But remember, there is a dollar limit on the amount of 'before-tax' contributions you can make each year depending on your age. Spouse contributions You could also consider making additional super contributions on behalf of a low income or non-working spouse. If your spouse's income (including reportable fringe benefits) is $10,800 or less per annum, you may also be eligible for a tax offset of 18 per cent on up to $3,000 of eligible spouse contributions (reducing to zero where your spouse's income is $13,800 or more per annum).
Things to do to help maximise your super's earning power
- Make additional voluntary contributions
- Consider investing your super for growth
- Consolidate your super in a single account
Important note: Before you make any decision you should talk to your financial adviser to make sure your super investment fits with your total financial plan and to receive taxation advice specific to your circumstances.
Women and super Saving for retirement is becoming an essential part of life for everyone, but in particular for women. There are two main factors that make saving for retirement a priority for women:
- Australian women are living longer
The current average life span is approximately 82 years for women and 78 years for men1 - and life spans are increasing! In this context, it is important that a woman's financial independence is established during her working career, in order to enjoy a comfortable retirement.
It is generally considered that the current Superannuation Guarantee (SG) rate of nine per cent of earning base is not enough to fund the retirement of one person, let alone a couple. Yet there is often a gap between a couple's expectations for their finances in retirement and the reality.
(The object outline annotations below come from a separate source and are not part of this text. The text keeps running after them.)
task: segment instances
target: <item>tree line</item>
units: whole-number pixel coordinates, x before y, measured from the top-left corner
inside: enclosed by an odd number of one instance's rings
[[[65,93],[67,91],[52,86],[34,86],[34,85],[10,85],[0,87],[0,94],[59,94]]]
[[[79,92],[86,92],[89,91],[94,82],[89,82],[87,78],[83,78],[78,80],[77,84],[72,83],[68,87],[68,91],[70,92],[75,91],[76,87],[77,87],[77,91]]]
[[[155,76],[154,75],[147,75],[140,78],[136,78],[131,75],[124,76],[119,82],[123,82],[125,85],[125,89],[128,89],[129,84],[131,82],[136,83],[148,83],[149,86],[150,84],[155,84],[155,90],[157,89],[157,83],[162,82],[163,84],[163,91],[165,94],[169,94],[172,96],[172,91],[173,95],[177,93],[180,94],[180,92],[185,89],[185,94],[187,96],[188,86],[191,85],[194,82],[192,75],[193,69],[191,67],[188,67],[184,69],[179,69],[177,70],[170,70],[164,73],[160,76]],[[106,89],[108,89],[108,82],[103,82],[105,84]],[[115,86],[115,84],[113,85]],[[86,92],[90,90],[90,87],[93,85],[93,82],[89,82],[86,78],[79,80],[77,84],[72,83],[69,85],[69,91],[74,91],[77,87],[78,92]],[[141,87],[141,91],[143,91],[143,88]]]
- Super savings are generally smaller for women
Although some women never marry, and more and more men are taking on childcare responsibilities, it is generally the case that women have a 'fractured' working life due to family commitments. On average, women are currently in the workforce for 20 years in full-time employment, compared to 38 years for men2. As the SG is based on a percentage of salary, the super accrued by women will generally be less.
As you can see, saving for retirement should be a priority for women. Speak to your financial adviser to find out how you can work toward increasing your super and securing your financial future.
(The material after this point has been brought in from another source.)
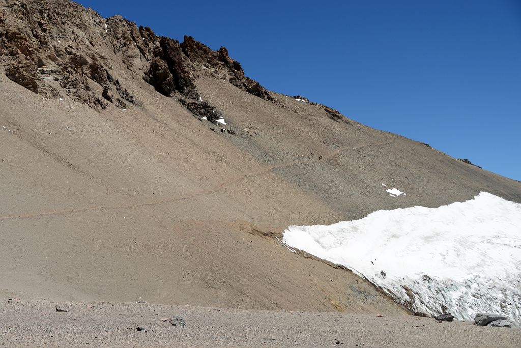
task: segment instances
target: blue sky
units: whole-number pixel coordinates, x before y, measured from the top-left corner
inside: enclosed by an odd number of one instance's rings
[[[521,180],[521,1],[83,0],[228,48],[268,89]]]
1 Dr Diane Olsberg and Shauna Ferris, The University of NSW Research Centre on Ageing and Retirement, 'Ms…ing Out? Women and Retirement Savings', 7 September 2001, Economic Policy Summit: Sydney, Australia, pg. 7. 2 As above, pg. 13
Super and divorce If a couple divorce or separate, super can be valued and split as decided either by the couple (a Superannuation Agreement) or by a court (a Splitting Order).
As super is often one of the largest assets of a relationship, sometimes second only to the family home, it is important to be aware of how super is treated after the breakdown of a marriage.
Under the system, a non-member spouse can request details of their partners super. The non-member spouse must complete an application for information about a superannuation interest and a Form 6 - Declaration to accompany application to the trustee for information about a superannuation interest. This information may be used to negotiate a Superannuation Agreement or to prepare a Superannuation Court Order.
Additionally, the new law only affects couples in common law marriages. De facto and same-sex couples are not covered under the Family Law Act.